The Phase II trial, the MONOCLE study, will be led by Principal Investigator Dr Steve Knapper, Clinical Reader from the Institute of Cancer & Genetics at Cardiff University, and is generously supported by charitable funding from Bloodwise. The trial will be managed by the Centre for Trials Research at Cardiff University and aims to determine the tolerability and safety of the Tefinostat compound. The multicentre, single arm study, including many of the UK’s leading key opinion leaders in treating this disease, will initially recruit 19 patients with the potential to increase to 40 based on results. There are currently no other CMML specific studies being held in the UK.

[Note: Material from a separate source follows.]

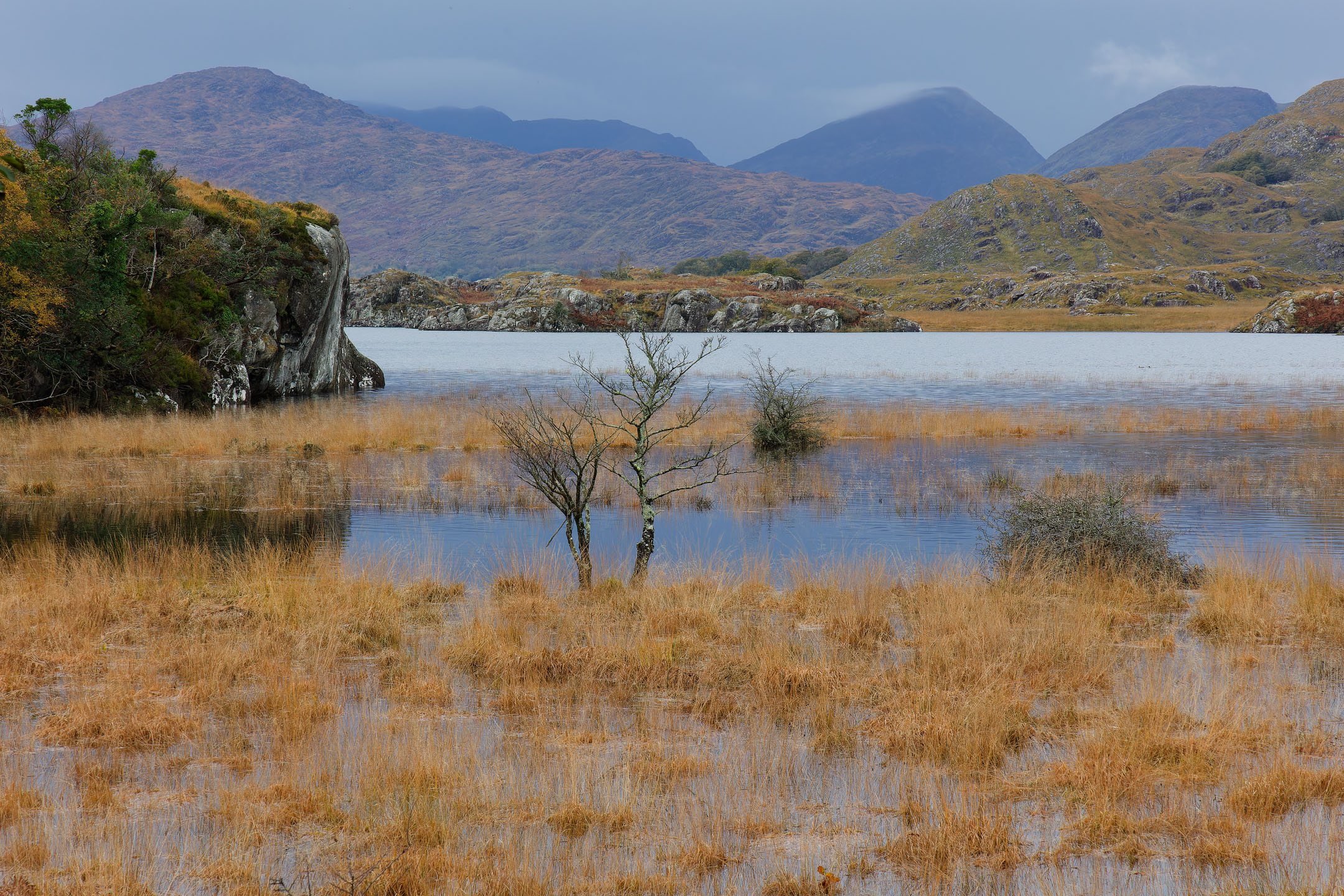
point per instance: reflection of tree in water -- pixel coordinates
(116, 527)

Dr Robert James, Managing Partner, Sixth Element Capital, Manager of the CPF, commented: “We believe Tefinostat has great potential in treating Chronic Myelomonocytic Leukaemia and has the possibility for rapid market authorisation in a very well-defined patient population where there is a significant clinical need and little in development. The start of the Phase II trial is a significant milestone and our funding will help drive forward this potential new treatment to approval in the next few years. There are also other potential uses for the compound which we are exploring but commencing the MONOCLE study is a great step forward. MONOCLE has been driven by the work of Dr Knapper and we very much look forward to working with him and his colleagues to develop Tefinostat with the hope of bringing a successful treatment to CMML patients.”
Dr Steve Knapper, Clinical Reader from the Institute of Cancer & Genetics at Cardiff University commented: “We are very excited to be in a position to commence the MONOCLE study which will, for the first time, allow us to assess the effects of Tefinostat, a monocyte-directed therapeutic agent, in patients with this often-neglected haematological malignancy. Hospital sites across the United Kingdom will be open for recruiting patients into the trial. I am extremely grateful to our funders Bloodwise and the CRT Pioneer Fund for making this study possible.”
Dr Alasdair Rankin, Director of Research at Bloodwise, said: “The outlook for CMML patients is currently extremely poor, with an aproximate 20% five-year relative survival rate. Traditional chemotherapy-based treatments are unsuitable for the majority of older patients. Early results for Tefinostat have been promising and we are delighted to be supporting the next stage in what we hope will bring a new and urgently needed treatment option to patients.”